Trump observou que seu governo está obtendo “pouco a pouco” os resultados que busca, embora as negociações avancem lentamente devido à firmeza da parte iraniana na mesa de diálogo. “São negociadores muito duros. Leva muito tempo. Não tenho pressa. Se alguém tem pressa, não vai chegar a um bom acordo”, expôs.
Nesse contexto, o magnata nova-iorquino insistiu que a prioridade continua sendo chegar a uma solução acordada, mas ressaltou que os Estados Unidos recorrerão à força se não conseguirem seus objetivos por meio da diplomacia. “Estamos conseguindo um grande acordo; caso contrário, daremos marcha à ré e resolveremos a questão militarmente”, sentenciou.
Durante a mesma entrevista, Trump justificou novamente a atuação de Washington em relação a Teerã e argumentou que as operações militares realizadas pelos Estados Unidos impediram que o país persa adquirisse armamento nuclear. “Se não os tivéssemos atacado com bombardeiros B-2 há nove meses, neste momento eles teriam uma arma nuclear”, insistiu.
Por outro lado, ele reconheceu que evitou atacar uma parte significativa da estrutura militar iraniana, considerando que suas Forças Armadas são “bastante moderadas”. “Deixamos suas Forças Armadas em paz”, indicou, antes de argumentar que, em conflitos anteriores, foram cometidos erros ao destruir completamente as capacidades de um país, dificultando sua reconstrução por décadas.
Em relação a isso, o presidente dos Estados Unidos fez uma autocrítica sobre as intervenções militares passadas dos Estados Unidos no Oriente Médio e comparou a atual guerra com o Irã à invasão do Iraque em 2003. “Fizemos uma péssima escolha.
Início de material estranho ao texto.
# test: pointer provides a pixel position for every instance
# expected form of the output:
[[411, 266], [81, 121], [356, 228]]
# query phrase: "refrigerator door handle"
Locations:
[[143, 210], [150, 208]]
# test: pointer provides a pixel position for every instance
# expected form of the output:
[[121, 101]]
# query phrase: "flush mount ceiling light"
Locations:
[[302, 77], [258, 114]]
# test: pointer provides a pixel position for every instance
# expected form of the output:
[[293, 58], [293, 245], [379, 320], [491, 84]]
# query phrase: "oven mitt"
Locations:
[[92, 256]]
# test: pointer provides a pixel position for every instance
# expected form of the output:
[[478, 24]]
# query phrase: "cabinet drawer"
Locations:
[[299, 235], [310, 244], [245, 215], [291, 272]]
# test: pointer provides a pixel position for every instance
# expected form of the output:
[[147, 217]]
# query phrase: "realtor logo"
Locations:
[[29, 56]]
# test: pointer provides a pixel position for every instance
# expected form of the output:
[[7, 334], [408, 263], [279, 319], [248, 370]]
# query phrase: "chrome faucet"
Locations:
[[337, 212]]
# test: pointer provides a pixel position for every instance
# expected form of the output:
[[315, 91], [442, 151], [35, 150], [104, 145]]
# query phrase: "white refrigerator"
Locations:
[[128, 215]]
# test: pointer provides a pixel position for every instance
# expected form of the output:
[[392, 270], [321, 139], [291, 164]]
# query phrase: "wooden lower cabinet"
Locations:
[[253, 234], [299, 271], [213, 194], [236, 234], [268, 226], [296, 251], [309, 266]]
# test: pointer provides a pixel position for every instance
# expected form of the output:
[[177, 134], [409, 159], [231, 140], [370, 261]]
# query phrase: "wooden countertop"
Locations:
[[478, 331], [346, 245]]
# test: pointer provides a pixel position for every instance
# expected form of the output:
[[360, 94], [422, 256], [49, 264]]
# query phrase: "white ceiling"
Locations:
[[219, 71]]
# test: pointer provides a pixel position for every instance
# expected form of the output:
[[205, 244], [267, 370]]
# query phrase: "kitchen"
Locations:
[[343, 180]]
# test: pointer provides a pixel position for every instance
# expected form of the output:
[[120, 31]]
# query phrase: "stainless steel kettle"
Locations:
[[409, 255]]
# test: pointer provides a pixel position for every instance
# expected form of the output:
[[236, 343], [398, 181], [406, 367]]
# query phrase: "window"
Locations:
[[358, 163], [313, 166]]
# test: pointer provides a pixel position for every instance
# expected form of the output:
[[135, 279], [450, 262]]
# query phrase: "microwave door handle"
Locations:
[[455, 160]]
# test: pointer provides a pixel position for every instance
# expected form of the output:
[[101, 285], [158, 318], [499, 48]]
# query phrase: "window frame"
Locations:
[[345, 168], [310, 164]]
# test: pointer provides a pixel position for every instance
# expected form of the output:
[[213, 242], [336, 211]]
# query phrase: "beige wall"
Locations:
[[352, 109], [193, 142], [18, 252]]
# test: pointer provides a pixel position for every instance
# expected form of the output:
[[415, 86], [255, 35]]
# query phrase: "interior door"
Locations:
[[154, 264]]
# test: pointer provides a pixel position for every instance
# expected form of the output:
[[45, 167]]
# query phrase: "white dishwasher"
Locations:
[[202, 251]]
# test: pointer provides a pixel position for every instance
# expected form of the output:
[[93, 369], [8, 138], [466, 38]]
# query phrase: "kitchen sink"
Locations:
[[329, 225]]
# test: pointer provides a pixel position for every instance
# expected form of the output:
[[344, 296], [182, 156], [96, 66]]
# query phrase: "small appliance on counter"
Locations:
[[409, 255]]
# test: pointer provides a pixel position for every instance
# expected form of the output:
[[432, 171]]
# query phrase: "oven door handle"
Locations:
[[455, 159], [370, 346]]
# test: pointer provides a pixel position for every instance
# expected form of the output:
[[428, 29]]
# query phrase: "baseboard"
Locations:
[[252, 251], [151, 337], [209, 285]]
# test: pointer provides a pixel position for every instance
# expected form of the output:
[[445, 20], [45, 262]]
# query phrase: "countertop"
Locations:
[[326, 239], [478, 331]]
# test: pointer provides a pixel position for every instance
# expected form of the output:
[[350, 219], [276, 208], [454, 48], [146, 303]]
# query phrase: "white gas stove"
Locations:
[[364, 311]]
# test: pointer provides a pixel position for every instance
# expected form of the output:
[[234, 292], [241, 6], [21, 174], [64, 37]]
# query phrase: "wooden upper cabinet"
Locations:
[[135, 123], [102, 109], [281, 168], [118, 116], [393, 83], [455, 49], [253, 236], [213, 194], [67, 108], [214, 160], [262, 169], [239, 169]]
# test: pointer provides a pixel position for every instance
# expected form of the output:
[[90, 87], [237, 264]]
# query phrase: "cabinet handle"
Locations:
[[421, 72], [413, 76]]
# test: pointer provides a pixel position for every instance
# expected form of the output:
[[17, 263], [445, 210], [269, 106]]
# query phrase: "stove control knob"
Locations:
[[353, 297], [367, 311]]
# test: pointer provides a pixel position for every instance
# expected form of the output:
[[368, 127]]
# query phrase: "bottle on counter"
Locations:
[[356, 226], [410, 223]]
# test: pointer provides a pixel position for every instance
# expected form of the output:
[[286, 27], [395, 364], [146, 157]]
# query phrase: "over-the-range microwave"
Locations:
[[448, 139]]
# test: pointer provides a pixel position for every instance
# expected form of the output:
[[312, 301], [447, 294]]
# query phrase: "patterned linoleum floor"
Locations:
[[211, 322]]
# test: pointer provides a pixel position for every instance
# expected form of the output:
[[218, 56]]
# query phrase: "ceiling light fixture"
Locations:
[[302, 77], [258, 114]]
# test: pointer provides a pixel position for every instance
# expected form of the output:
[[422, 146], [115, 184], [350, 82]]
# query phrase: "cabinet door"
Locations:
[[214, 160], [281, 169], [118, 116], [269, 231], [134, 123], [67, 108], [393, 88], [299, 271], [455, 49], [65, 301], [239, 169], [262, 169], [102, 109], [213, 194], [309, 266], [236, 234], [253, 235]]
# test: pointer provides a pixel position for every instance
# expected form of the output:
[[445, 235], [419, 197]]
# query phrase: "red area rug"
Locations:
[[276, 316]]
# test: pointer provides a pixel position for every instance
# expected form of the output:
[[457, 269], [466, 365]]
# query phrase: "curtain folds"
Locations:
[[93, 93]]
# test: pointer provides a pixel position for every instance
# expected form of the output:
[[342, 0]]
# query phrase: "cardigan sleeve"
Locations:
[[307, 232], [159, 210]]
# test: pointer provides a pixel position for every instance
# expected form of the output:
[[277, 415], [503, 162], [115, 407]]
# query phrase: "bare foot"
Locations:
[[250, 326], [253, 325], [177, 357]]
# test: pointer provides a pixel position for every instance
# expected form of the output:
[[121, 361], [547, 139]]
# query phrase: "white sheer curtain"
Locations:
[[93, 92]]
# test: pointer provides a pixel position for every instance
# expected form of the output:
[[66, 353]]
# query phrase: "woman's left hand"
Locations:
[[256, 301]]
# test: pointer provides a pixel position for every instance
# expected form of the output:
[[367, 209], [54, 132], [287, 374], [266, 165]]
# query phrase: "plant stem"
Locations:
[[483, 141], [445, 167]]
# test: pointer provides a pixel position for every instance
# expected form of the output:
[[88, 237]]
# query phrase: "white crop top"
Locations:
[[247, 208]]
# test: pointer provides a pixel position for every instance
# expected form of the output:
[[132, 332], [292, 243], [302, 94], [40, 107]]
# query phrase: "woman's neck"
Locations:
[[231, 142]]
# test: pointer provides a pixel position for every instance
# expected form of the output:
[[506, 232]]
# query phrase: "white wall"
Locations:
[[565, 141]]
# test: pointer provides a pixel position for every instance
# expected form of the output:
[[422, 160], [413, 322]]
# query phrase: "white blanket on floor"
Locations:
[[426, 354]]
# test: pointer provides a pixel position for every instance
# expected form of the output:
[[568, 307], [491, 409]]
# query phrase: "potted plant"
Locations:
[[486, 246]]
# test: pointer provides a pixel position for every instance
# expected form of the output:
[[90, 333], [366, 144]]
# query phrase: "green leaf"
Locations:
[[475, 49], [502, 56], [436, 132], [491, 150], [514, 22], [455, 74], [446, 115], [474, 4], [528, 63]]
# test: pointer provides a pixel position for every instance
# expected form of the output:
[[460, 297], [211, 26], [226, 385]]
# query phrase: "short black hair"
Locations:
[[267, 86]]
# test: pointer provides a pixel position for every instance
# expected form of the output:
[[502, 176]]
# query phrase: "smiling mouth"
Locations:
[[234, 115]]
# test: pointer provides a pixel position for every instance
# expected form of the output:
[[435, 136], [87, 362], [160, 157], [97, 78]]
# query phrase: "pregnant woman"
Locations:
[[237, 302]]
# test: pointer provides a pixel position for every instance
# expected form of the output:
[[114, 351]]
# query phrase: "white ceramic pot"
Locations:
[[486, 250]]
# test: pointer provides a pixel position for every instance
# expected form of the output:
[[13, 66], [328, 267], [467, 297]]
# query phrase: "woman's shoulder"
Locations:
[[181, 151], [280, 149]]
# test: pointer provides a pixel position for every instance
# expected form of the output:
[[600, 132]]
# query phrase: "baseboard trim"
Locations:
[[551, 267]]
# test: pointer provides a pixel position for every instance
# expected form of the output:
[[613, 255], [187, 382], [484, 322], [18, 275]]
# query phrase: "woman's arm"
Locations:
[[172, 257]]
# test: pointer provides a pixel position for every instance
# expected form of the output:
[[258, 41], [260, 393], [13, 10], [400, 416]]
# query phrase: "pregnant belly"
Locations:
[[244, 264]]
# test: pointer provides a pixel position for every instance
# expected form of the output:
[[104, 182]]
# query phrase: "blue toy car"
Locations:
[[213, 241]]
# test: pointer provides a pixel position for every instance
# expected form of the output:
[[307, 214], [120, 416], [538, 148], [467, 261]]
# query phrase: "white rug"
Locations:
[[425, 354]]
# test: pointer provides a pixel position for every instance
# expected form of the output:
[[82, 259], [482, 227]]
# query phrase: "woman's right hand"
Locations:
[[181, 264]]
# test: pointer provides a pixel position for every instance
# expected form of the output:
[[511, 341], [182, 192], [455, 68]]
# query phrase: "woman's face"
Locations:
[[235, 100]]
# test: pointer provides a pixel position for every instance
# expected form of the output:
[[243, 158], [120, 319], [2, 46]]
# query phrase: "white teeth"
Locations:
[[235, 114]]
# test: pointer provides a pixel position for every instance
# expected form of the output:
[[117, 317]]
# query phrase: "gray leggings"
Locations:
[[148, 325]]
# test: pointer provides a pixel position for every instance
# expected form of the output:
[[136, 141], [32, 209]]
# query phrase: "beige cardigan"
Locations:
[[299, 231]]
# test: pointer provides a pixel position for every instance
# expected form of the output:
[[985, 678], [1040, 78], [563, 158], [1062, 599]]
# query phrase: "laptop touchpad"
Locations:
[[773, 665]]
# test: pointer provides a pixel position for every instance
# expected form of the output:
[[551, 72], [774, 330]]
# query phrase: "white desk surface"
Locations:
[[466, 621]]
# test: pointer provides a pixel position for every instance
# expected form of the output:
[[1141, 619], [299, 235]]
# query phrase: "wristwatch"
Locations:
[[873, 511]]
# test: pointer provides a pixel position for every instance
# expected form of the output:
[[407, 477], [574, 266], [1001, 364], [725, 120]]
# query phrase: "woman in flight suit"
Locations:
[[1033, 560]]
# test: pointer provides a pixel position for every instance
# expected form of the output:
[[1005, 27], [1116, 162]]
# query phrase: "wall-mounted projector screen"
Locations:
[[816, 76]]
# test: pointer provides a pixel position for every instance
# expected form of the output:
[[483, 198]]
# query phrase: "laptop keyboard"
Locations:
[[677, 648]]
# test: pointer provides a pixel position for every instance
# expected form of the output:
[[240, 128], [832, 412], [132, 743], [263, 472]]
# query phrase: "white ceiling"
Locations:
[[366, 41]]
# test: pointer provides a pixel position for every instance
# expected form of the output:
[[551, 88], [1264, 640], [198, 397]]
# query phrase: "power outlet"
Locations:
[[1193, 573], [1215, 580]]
Foi uma verdadeira bobagem. Não deveríamos ter estado lá, para começar", disse ele em referência ao Iraque, antes de acrescentar que "também não deveríamos ter estado no Irã".
No entanto, e apesar dessas críticas, Trump defendeu a necessidade de agir diante das capacidades nucleares iranianas e reiterou que a situação atual seria "completamente diferente" se os Estados Unidos não tivessem intervindo contra as instalações da República Islâmica.